LCR 2015, Nijmegen, Hollanda, 11 - 13 Eylül 2015
EFL/ESL teachers use various error feedback strategies
to help their students become better writers. Although different kinds of
teacher feedback help students improve their writing in terms of language, some
problems may still persist. In some cases, texts written by non-native speakers
of English may sound unnatural not because of incorrect structural or lexical
problems, but because of figurative/metaphorical language issues. The limited
research on metaphorical fluency shows that in language learning environment
metaphorical competence cannot be identified frequently. Danesi (1995) gives
the reason of this not as learners’ incapability of learning metaphors, but as
not receiving conceptually and linguistically appropriate models. It is largely
believed that L2 learners need to be exposed to metaphorical language to become
conceptually fluent (Lan, 2008; Andreou and Galantomos, 2009; Telebinezhad, 2007; Hashemian and Nezhad, 2007;
Charteris-Black, 2002; Danesi, 1995). Corus-based metaphorical language use studies mostly compare
native and non-native speaker ratios of metaphorical language in their written
or oral productions for metaphorical density. They mostly report similar
results for native and non-native groups of different L2 learners (Andreou
& Galantomos, 2009; Hashemian & Nezhad, 2006; Danesi, 1995).

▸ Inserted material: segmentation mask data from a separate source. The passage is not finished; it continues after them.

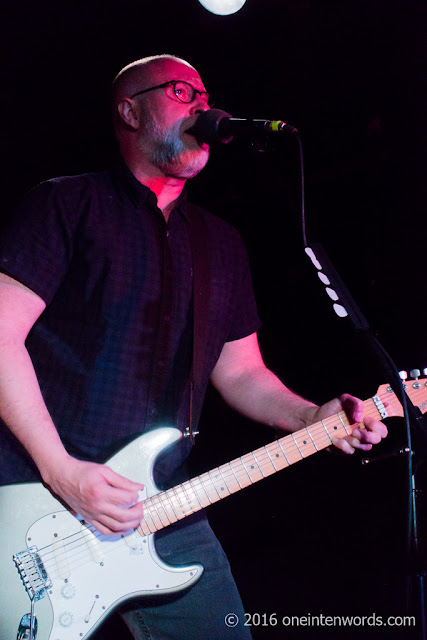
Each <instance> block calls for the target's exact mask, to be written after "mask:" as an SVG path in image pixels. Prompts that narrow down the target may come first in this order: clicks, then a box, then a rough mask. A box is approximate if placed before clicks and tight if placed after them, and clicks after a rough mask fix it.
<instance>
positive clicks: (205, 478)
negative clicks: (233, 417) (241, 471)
mask: <svg viewBox="0 0 427 640" xmlns="http://www.w3.org/2000/svg"><path fill="white" fill-rule="evenodd" d="M324 422H326V423H328V422H329V423H332V422H334V417H332V419H329V420H325V421H324ZM317 426H318V425H317V424H316V425H312V426H311V428H310V432H312V435H313V434H314V435H316V434H315V433H314V431H315V429H316V427H317ZM317 430H318V431H321V427H318V428H317ZM290 435H291V437H293V434H290ZM287 437H288V436H285V438H287ZM285 438H282V441H283V440H284V439H285ZM275 444H276V442H273V443H270V445H266V447H265V448H260V449H258V450H256V451H255V452H252V454H246V456H250V455H254V457H255V461H256V463H257V466H258V467H259V469H260V471H261V472H262V467H263V466H265V460H266V459H268V460H269V462H270V464H271V465H272V466H273V468H274V465H273V464H272V462H271V459H270V456H269V453H268V449H267V447H269V446H270V447H271V446H273V447H274V445H275ZM263 449H265V452H264V450H263ZM291 450H295V444H294V443H293V446H291V447H288V453H289V452H290V451H291ZM257 453H258V456H257V455H256V454H257ZM311 453H314V451H312V452H311ZM303 457H308V454H307V453H306V455H305V456H303ZM300 459H302V458H300ZM237 463H238V460H237ZM229 464H230V465H231V464H232V463H229ZM234 466H235V467H236V465H234ZM236 470H237V473H236V472H233V474H234V475H235V476H236V479H237V480H238V471H239V470H238V469H236ZM278 470H281V469H276V468H274V471H278ZM223 471H224V474H225V475H226V476H227V475H230V472H229V470H227V469H221V467H218V469H217V470H215V469H214V470H212V471H211V472H210V473H209V472H207V473H206V474H203V476H204V477H203V478H202V477H200V480H199V479H198V478H197V477H196V478H193V479H192V481H187V482H186V483H183V485H185V484H187V486H189V487H190V488H191V490H192V493H193V495H194V496H195V497H196V499H197V500H198V502H199V504H200V505H201V503H200V500H199V499H198V496H197V490H195V488H194V484H195V483H196V484H197V482H198V481H199V485H200V486H201V488H202V490H203V492H204V493H205V494H206V495H207V496H208V498H209V492H211V491H212V487H213V489H214V490H215V492H216V494H217V496H218V499H220V498H222V497H226V495H230V494H231V493H232V491H230V490H229V489H228V494H225V495H224V494H223V495H221V494H219V492H218V490H217V488H216V486H215V482H214V480H213V479H212V473H213V474H215V472H219V474H222V472H223ZM244 475H248V473H247V471H246V469H245V470H244ZM231 477H232V476H231ZM224 479H225V478H224ZM206 481H207V482H206ZM206 484H208V485H210V486H208V487H207V488H206ZM246 486H248V485H246ZM173 490H174V493H175V496H176V497H177V498H178V502H179V506H180V509H181V511H182V512H183V513H182V514H180V517H179V518H178V519H182V518H184V517H186V515H188V513H186V512H185V510H184V508H183V506H182V503H180V500H179V498H180V497H181V498H184V499H185V502H187V503H188V504H189V506H190V512H189V513H194V511H196V510H198V509H194V508H193V506H192V504H191V503H192V500H189V499H188V495H186V491H185V486H182V485H178V486H177V487H174V488H173ZM170 491H171V490H168V491H167V492H162V493H163V494H165V493H168V492H170ZM180 494H181V495H180ZM161 496H162V494H156V495H155V496H152V497H151V498H148V499H147V500H146V501H144V502H147V503H148V504H147V506H148V508H149V509H150V507H153V508H154V512H156V511H157V509H158V507H156V504H155V501H158V502H160V503H161ZM156 499H157V500H156ZM169 501H170V502H171V503H172V501H171V500H169ZM215 501H217V500H215ZM161 508H162V509H163V510H164V512H165V514H166V517H167V519H168V520H170V518H169V517H168V515H167V511H166V509H165V508H164V506H163V504H162V503H161ZM172 509H173V507H172ZM152 511H153V510H152V509H150V511H149V512H148V516H149V517H150V516H151V518H152V519H153V513H152ZM175 514H176V512H175ZM157 519H158V521H159V522H160V524H161V526H160V527H159V526H158V525H157V524H156V523H155V522H154V519H153V522H154V525H155V527H156V528H157V529H158V530H159V529H161V528H163V527H165V526H168V525H167V524H166V525H165V524H164V522H163V521H162V519H161V517H160V516H159V515H158V513H157ZM88 529H89V530H90V528H88ZM92 532H93V534H94V536H95V537H97V538H99V536H100V535H102V534H100V533H99V532H98V531H97V530H96V529H95V528H93V531H92ZM73 536H80V538H81V540H82V541H83V544H84V545H85V546H86V545H87V540H85V537H84V533H82V532H76V533H75V534H72V536H70V537H73ZM115 537H116V536H114V535H110V536H106V539H107V538H115ZM68 544H71V543H67V544H66V545H65V546H67V545H68ZM49 546H51V547H52V551H51V552H50V553H53V554H55V550H54V549H53V545H49ZM49 546H48V547H46V549H47V548H49ZM40 554H41V551H40V553H39V555H40Z"/></svg>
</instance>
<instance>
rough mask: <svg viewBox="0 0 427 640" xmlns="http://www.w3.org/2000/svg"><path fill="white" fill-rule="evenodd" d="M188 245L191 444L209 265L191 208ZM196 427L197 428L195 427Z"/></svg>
mask: <svg viewBox="0 0 427 640" xmlns="http://www.w3.org/2000/svg"><path fill="white" fill-rule="evenodd" d="M189 221H190V243H191V253H192V260H193V363H192V368H191V380H190V422H189V428H188V435H189V436H190V442H191V444H194V437H195V435H196V434H197V432H196V431H194V428H195V425H194V416H195V415H199V412H200V410H201V403H202V381H203V370H204V364H205V354H206V342H207V331H208V314H209V302H210V282H211V265H210V256H209V243H208V232H207V229H206V226H205V223H204V220H203V217H202V214H201V212H200V210H199V209H198V208H197V207H195V206H192V207H191V215H190V216H189ZM196 426H197V425H196Z"/></svg>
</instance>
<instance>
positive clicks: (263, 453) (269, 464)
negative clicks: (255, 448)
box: [254, 446, 276, 478]
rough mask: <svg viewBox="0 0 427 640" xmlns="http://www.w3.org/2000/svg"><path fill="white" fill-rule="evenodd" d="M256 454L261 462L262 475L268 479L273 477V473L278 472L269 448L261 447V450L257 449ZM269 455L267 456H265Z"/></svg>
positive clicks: (260, 465) (259, 460)
mask: <svg viewBox="0 0 427 640" xmlns="http://www.w3.org/2000/svg"><path fill="white" fill-rule="evenodd" d="M254 453H258V460H259V461H260V466H261V465H262V466H261V471H262V475H263V476H264V477H265V478H266V477H267V476H271V474H272V473H275V472H276V468H275V466H274V464H273V463H272V461H271V458H270V455H269V453H268V450H267V447H265V446H264V447H261V449H257V450H256V451H254ZM265 454H267V455H265Z"/></svg>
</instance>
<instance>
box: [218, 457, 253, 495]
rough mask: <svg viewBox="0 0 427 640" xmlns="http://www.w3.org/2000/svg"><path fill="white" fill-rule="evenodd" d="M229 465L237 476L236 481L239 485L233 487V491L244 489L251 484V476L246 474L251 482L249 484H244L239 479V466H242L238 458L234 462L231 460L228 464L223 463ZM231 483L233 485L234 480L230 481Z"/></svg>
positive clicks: (236, 490) (233, 492) (230, 468)
mask: <svg viewBox="0 0 427 640" xmlns="http://www.w3.org/2000/svg"><path fill="white" fill-rule="evenodd" d="M225 466H228V467H229V469H230V471H231V473H232V474H233V476H234V478H235V482H237V485H238V486H237V487H236V488H235V489H233V493H234V492H235V491H238V490H239V489H244V488H245V487H247V486H248V485H249V484H250V478H249V476H248V475H247V474H246V476H247V477H248V480H249V482H248V483H247V484H242V483H241V482H240V480H239V476H238V474H237V473H236V471H237V467H238V466H240V464H239V461H238V460H234V462H233V464H232V463H231V462H228V463H227V464H226V465H223V467H225ZM234 466H235V467H236V471H235V470H234ZM230 485H232V482H231V481H230Z"/></svg>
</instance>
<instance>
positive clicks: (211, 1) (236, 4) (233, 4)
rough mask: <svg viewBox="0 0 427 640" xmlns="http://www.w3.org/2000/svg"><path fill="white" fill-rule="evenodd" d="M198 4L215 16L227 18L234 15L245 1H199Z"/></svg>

This study investigated the
metaphorical language use of Turkish EFL students at tertiary level with a
longitudinal corpus-based approach and aimed to find out the relationship
between language proficiency level and the ratio of metaphorical language use,
quality of metaphors in terms of being native vs. non-native like, and the
influence of L1 metaphorical language use. With a
longitudinal corpus-based design, 19 Turkish students’ metaphorical language
use was investigated through their four writing exams during their one-year
intensive English study and a delayed writing test five months after they
finished the program. In metaphor
studies identifying and analysing metaphorical language use in a corpus raise
some problems. Pitcher (2013) describes metaphor analysis as “a method of
extracting conceptions from texts” (p.1) which is mostly intuition-based while
some others suggest taxonomies (Crisp et
al., 2002; Babarczy et al., 2014).
In this study, we used the
Metaphor Identification Procedure (MIP) proposed by a group of researchers
named Pragglejaz Group (2007). It is a mechanical analysis of metaphors in
terms of checking each word against the literal dictionary definition.
According to MIP, if the meaning of a word is not identical to its literal
definition, it can be considered a metaphor. Steen (2011) defines five steps of
MIP as identification of metaphor-related words, metaphor-related propositions,
open metaphorical comparison, analogical structure, and cross-domain mapping.
Following these steps, the data were coded for metaphorical language use. After
the quantitative analysis of the data, five students were interviewed to find
out their orientations for specific results.
The results of the study revealed that the ratio of
metaphor use consistently decreased in students’ writings, and the difference
was found to be significant between five different time periods (four written
exams in eight months and the delayed writing task). The increase in language
competence in time led to decrease in students’ use of metaphors. It was also
found that native-like metaphor use outweighed non-native-like metaphor use,
and the effect of L1 on non-native-like metaphor use was apparent. The interview
results show a clear support for these findings in the sense that at higher
levels students prefer to use simple language that they are sure of and avoid
complexity and uncertainty. The dominance of native-like metaphor use can be
attributed to their learning metaphorical language as chunks and using them as
chunks when they can/need. When they
were asked about the reasons for the effect of L1 on their metaphorical
language use, they indicated that when they were not allowed to use
dictionaries the only source they could rely on was their L1 from which they
could translate into English. Based on these results, it can be contended that
metaphorical language competence should be an additional component of language
curriculum/syllabus and ways of increasing the ratio of metaphorical language
use in parallel with general language competence should be explored.